Chaghan stood high above the valley and unleashed a Skyseal Glyph, drawn in wet ink and elemental ash. Wind howled down the slopes like a wrathful god. Banners tore from their poles. Fog poured through the courtyards like milk spilling from a shattered bowl.

The explosions followed—runes buried weeks ago along the outer walls flared to life in Ember Script, detonating with the force of chained thunder. Oil stores caught fire. Gates snapped inward. Fire rose like an answer to the legions that would come too late.

Commander Tian Mu rallied what little force he had, dragging soldiers into the sanctum to form a desperate phalanx. "Hold the line," he roared. "Don't break. Don't scatter."

But Altan did not believe in sieges. He believed in collapse.

Burgedai's cavalry came first, hooves tearing through flame and rubble. They were wrapped in Stormrider Qi, a movement art that drew speed from the sky and power from breath. Their charge sounded like rolling thunder, the air bending in their wake. Where they struck, armor cracked and bone shattered.

Khulan was already inside. Her assassins had taken the inner tunnels, where they moved like shadows that learned to bleed. Officers died mid-command. Supply rooms were set alight. Spellcasters choked on steel before their chants could summon a shield.

Altan moved through the fog without haste, his breath aligned to the Wind-Borne Path. Fengjin Breath was not brute force. It was observation made physical, adaptability born of discipline. He watched the walls collapse from within, eyes calm, steps precise.

On the citadel's highest tower, Commander Tian Mu waited. Twin Phoenix Halberds rested in his hands, each wrapped in cloth inscribed with fire-binding sutras. His cultivation burned hot—Blazing Virtue Path. It drew power from pain, purity from suffering. His qi radiated across the rooftop like a furnace exposed to air.

"You won't take this place," Tian said.

Altan's saber remained sheathed.

"I already did."

They clashed in the stormlight. Flame against wind. Every blow of Tian's halberds carved through stone, each strike powered by furnace-born will. But Altan moved with no wasted effort, slipping past each arc, redirecting heat with softened stances and angled breath. Fengjin was not about defiance. It was about timing. Pressure. Reflection.

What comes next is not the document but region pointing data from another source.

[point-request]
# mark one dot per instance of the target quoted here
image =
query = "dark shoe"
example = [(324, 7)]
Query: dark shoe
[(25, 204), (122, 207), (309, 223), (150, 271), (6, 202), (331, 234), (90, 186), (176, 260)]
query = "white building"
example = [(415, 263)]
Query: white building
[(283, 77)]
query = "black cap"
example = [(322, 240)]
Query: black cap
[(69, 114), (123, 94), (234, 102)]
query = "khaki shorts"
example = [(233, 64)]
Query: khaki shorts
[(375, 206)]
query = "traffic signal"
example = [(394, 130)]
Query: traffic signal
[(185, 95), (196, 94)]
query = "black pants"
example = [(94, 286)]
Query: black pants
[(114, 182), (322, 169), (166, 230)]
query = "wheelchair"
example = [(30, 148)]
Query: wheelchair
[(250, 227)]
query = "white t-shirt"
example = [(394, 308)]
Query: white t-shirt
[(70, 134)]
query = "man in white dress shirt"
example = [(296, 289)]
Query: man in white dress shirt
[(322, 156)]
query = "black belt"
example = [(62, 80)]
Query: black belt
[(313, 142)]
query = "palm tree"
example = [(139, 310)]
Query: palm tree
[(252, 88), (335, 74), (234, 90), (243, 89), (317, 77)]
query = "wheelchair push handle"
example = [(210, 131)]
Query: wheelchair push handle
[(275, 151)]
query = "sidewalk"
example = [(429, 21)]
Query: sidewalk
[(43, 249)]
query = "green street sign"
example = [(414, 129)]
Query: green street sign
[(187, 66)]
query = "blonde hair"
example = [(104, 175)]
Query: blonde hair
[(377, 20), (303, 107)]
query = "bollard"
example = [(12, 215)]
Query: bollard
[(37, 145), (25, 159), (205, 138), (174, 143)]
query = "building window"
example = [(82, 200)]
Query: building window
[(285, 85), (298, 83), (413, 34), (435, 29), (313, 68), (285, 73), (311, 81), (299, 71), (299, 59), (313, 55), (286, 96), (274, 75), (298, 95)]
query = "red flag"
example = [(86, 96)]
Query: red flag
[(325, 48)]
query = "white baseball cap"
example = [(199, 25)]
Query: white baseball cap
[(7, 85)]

"You fight well," Altan said, circling as sparks spun between them. "But force alone doesn't last. It only burns faster."

Tian roared, his final strike blazing with blood qi and desperation. Both halberds arced outward, spiraling flame trailing their tips.

Altan vanished between steps. One breath. One draw.

The saber flashed once. No sound followed.

Steel whispered through flesh. The halberds clattered to stone. Tian staggered, eyes wide. Altan stepped past him and caught the falling banner before it touched the ground.

"Tell your Emperor," he said, without looking back. "We won't be waiting where he looks."

By nightfall, the red banners of conquest hung from the broken keep. Gale warriors moved through the ashes, freeing prisoners, extinguishing what fires remained. On the wall, Altan stood with wind at his back, his saber clean, his eyes already fixed beyond the valley.

Chaghan joined him, boots blackened from scorched ground.

"They'll hit back hard," he said.

"They think we want to hold," Altan replied.

Chaghan exhaled. "So where?"

"Sanchuan. But not the gates. We bleed their lines, burn their grain, pull them out of position."

Burgedai arrived, dust streaked across his face. "Saw a caravan near Red Hollow. Light escort. Just grain and oxen."

"Good," Altan said. "Break it. Burn most. Leave enough behind to make it look like we're starving. Let a few escape."

Khulan emerged from the tower stairwell, hands still stained.

"Then what?" she asked.

Altan looked to the burning horizon. "Then we vanish again. They'll chase ghosts, spend strength, lose rhythm."

His voice was quiet now, not soft, just certain.

"We don't need to win every battle. Just the one they never see coming."

The fire behind him crackled. Below, the banners of Feihu fluttered in the ash-filled wind.

The war moved forward. And the wind, once more, changed its course.